04-15-2010 05:46 AM
Hi,
I am trying to use the Lead-Lag.vi block from the tool kit but I don't understand how it works. When you open its from panel it looks like this:
The calculation shown is not what I expected, im pretty sure that this is not how lead lag should work. Should there not be two poles and zeros? I guess the attenuation term is included in the gain?
If anyone knows and can let me know that would be great.
Thanks
Adam
Solved! Go to Solution.
04-16-2010 09:18 AM
04-16-2010 03:23 PM
Hello Adamkse,
I believe that PID Lead-Lag VI is really a Lead/Lag VI. As stated in the context help, it implements a PID controller with a lead/lag function. This corresponds to the expression
Output = Gain * ((s*Tlead +1)/(s*Tlag+1))*Input
with only 1 pole and 1 zero
04-16-2010 03:44 PM
Hi,
Thanks for the reply.
I still don't really understand. Is it for lead or lag, not both? If so I don't get how the time constants are called lead and lag and if not then I don't understand how lead-lag can be done with one pole and zero.
Sorry if this is obvious.
Adam
04-18-2010 11:14 AM
The VI is either Lead OR Lag depending on the pole/zero location.
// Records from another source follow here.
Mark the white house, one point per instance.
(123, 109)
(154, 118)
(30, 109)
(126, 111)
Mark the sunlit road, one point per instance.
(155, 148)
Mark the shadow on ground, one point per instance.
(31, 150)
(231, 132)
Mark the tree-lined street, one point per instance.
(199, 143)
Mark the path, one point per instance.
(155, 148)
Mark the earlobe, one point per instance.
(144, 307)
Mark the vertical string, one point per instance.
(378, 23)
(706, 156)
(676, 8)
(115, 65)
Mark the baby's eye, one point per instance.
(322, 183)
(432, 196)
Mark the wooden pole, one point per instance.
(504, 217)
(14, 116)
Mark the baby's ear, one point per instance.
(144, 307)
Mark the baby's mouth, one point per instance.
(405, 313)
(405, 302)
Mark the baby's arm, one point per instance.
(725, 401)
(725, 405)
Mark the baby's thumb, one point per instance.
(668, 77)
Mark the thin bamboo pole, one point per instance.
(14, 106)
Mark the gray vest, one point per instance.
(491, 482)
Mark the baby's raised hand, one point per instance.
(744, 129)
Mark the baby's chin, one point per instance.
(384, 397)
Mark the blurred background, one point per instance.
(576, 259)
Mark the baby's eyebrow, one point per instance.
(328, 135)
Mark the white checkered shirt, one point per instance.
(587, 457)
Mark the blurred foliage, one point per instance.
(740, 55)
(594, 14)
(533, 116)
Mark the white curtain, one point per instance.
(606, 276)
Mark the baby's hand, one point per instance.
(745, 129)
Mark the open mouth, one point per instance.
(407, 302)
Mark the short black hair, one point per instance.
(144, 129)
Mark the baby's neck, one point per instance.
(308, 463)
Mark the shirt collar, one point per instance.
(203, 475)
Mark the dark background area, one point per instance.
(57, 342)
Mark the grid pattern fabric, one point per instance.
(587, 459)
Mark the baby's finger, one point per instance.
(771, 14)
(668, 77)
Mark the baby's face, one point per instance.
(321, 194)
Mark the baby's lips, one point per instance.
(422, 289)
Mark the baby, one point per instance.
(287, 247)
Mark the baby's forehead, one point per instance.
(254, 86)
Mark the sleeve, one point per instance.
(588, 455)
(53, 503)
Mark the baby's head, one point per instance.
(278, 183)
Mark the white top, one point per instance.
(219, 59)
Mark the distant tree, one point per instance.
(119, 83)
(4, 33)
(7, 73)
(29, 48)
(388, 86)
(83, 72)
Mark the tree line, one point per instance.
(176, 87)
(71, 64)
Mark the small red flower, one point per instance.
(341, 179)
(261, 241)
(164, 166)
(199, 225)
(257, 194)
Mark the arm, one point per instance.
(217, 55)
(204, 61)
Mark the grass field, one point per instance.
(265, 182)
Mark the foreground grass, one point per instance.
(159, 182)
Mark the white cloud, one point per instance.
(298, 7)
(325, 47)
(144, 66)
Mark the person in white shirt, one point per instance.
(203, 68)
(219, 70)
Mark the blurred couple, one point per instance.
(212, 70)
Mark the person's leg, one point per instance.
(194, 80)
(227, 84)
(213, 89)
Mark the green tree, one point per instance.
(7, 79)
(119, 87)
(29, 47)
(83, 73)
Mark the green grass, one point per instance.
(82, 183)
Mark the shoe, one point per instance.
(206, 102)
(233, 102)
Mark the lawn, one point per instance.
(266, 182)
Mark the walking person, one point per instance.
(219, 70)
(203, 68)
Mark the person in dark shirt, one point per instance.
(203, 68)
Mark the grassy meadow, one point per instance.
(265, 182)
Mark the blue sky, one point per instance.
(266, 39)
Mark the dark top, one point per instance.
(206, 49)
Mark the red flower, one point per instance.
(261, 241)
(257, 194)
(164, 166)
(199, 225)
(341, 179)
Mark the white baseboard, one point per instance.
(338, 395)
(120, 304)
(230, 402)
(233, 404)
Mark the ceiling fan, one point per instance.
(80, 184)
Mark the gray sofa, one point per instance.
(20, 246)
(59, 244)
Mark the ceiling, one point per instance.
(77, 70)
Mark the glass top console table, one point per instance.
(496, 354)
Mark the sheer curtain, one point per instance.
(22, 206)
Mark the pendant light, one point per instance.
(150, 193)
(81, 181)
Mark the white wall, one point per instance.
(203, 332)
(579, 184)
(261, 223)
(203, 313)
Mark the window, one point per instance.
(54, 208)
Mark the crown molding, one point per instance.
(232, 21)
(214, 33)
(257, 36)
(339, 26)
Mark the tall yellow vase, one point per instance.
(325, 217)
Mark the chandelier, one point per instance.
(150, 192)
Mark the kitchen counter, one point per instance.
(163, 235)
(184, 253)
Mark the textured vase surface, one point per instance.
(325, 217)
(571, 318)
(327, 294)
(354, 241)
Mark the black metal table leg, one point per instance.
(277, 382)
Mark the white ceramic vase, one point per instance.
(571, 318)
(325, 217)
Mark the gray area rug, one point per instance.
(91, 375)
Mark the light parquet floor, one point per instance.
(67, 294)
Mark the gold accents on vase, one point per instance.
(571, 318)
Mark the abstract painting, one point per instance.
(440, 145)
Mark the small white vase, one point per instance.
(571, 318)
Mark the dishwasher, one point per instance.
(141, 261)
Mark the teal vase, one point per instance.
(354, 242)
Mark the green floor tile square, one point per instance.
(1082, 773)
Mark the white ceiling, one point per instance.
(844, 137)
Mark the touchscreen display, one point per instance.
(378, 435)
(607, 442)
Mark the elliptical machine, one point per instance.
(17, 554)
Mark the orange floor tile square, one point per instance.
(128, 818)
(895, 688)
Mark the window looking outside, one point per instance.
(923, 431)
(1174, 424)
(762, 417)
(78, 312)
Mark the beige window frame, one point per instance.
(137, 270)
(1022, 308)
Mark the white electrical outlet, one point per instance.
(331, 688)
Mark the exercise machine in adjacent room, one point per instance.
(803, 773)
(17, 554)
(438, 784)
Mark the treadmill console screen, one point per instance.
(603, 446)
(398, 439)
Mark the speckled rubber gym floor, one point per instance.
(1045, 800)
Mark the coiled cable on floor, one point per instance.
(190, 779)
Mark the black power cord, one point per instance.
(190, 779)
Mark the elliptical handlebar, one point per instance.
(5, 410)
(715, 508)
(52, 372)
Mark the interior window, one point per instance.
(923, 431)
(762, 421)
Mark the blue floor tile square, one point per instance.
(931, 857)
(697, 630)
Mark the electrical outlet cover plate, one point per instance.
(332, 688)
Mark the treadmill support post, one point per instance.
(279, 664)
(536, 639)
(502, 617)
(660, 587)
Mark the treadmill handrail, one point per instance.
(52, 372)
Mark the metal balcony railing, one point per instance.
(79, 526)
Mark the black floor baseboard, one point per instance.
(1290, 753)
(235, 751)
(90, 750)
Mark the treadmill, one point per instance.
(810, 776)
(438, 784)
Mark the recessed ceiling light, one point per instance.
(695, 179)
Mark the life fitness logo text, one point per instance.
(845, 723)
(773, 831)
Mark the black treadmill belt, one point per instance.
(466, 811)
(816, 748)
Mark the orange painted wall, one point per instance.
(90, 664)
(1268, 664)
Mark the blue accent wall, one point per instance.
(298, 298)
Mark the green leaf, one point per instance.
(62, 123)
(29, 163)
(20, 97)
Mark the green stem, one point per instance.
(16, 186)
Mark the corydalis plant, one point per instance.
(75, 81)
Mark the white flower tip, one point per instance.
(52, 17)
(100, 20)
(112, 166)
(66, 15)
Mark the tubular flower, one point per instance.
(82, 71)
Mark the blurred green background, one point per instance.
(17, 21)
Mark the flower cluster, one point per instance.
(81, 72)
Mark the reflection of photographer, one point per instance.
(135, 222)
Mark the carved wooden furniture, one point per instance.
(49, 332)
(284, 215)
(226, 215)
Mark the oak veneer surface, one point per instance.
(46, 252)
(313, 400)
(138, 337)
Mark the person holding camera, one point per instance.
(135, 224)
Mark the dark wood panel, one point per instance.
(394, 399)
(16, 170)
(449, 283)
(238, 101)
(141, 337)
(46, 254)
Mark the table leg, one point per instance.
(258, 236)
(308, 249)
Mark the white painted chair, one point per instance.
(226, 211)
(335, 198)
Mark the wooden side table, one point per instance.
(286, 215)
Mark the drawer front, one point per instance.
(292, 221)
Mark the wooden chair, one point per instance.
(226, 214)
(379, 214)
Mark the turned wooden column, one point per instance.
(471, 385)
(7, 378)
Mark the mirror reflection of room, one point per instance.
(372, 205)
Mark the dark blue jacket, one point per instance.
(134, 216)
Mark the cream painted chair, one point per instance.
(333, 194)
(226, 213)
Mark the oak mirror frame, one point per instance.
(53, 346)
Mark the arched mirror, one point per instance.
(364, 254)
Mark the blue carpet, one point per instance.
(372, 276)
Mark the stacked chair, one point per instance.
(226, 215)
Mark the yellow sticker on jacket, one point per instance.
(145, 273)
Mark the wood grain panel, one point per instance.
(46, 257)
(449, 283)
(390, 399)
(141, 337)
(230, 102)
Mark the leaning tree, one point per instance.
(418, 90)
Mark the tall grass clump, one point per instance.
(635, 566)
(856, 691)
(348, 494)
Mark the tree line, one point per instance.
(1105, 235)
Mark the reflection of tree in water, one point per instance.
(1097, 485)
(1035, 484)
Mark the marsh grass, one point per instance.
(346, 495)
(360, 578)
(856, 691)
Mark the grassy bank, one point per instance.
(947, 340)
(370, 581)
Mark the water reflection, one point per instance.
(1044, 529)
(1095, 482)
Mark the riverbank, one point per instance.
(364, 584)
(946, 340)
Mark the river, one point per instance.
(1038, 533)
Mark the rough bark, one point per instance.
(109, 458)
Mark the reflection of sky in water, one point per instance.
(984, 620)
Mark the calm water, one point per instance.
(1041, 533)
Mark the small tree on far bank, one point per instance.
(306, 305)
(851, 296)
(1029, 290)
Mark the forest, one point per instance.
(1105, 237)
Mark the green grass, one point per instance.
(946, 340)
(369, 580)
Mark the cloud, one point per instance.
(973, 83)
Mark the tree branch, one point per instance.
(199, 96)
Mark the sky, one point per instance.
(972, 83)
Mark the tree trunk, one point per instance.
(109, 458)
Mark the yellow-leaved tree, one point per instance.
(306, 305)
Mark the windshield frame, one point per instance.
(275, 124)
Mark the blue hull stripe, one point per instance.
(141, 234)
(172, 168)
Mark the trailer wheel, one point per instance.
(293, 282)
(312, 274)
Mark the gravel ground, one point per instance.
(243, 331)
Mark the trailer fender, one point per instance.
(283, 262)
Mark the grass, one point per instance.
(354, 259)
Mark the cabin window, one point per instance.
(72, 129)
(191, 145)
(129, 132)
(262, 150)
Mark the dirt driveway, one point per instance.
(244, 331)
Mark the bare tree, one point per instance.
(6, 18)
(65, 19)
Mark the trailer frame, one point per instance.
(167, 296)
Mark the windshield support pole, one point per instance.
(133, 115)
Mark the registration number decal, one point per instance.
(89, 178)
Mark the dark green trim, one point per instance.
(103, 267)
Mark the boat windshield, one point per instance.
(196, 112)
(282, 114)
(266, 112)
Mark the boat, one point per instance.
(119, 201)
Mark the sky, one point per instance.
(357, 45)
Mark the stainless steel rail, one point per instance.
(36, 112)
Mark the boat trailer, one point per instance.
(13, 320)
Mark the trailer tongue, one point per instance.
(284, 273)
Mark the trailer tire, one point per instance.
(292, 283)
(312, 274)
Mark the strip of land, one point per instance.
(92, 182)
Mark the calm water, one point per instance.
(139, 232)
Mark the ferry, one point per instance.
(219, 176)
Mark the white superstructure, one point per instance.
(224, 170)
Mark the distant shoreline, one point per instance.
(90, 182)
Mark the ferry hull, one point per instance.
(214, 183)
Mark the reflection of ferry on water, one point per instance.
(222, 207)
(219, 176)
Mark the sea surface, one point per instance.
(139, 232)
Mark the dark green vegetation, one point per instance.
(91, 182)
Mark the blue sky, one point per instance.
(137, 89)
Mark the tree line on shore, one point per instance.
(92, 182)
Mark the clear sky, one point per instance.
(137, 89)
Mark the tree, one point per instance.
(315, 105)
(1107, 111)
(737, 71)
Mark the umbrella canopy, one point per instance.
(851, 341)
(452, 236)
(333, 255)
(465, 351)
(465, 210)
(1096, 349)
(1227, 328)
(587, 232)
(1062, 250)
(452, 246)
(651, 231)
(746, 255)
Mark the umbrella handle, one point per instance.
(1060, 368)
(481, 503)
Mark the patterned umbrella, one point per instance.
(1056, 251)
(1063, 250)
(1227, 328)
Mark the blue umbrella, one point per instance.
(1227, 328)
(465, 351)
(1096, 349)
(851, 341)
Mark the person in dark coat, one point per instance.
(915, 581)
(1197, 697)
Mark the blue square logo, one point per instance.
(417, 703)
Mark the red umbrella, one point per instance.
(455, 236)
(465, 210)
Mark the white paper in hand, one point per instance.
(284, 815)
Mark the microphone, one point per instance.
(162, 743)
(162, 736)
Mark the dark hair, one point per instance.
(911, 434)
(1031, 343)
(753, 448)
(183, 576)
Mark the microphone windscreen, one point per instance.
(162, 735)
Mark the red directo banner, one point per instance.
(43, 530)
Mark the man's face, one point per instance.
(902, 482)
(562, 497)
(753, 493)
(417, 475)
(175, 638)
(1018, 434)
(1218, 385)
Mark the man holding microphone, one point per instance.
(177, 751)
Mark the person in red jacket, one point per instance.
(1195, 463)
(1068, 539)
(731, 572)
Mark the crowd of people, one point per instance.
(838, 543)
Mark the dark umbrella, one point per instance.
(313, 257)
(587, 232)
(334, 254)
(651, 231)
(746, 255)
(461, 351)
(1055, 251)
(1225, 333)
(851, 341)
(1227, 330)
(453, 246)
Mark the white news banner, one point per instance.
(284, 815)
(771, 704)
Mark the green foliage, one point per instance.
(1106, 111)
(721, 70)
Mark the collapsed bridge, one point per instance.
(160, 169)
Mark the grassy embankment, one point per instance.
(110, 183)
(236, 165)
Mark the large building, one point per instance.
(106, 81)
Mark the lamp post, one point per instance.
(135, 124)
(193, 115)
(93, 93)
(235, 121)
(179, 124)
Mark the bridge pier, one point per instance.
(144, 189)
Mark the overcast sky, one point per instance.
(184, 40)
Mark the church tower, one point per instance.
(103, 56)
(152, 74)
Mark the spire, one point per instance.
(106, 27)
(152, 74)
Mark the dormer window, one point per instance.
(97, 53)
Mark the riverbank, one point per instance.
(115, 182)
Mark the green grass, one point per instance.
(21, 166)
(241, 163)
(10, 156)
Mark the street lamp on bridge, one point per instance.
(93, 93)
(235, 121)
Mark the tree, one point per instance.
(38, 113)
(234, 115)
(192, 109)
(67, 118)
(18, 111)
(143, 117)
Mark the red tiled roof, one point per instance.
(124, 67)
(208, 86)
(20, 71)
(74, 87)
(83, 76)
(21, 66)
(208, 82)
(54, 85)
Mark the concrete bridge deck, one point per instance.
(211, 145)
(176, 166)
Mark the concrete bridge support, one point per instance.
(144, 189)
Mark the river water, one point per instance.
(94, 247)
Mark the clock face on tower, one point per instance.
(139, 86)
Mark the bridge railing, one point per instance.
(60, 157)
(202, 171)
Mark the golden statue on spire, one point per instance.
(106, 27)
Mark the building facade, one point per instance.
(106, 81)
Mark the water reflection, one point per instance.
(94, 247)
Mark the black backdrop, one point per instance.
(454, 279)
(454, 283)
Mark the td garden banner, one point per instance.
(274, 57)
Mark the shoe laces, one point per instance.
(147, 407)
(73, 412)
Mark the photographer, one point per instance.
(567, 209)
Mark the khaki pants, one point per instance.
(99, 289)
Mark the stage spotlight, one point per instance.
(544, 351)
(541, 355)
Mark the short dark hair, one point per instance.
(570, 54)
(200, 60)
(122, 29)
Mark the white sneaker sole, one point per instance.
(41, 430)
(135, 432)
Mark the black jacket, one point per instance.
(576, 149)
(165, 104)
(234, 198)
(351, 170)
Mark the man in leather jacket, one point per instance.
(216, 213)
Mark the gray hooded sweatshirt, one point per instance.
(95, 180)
You can think of the lead and lag time in term of frequency response.
Tlead = a*T
Tlag = T
so P = 1/T
Z = 1/aT
04-18-2010 12:38 PM
Thank you, I seen now.
Adam
06-04-2015 01:11 AM - edited 06-04-2015 01:12 AM
Hi there,
I believe there is a bug in Lead-Lag VI because it sends out the exact input at time t=0 and, also whenever the block is re-initialized. Can somebody double-check this please?
Thanks.
06-05-2015 05:54 AM
Hi Bij2012,
Could you please post this as a new question? This will help us keep track of questions and potential bugs a bit easier as well as boost the visibility of your post so other community members can help answer it as well as NI staff.
This particular post is 5 years old so I doubt anybody is going to see it.
Best wishes,
Charlotte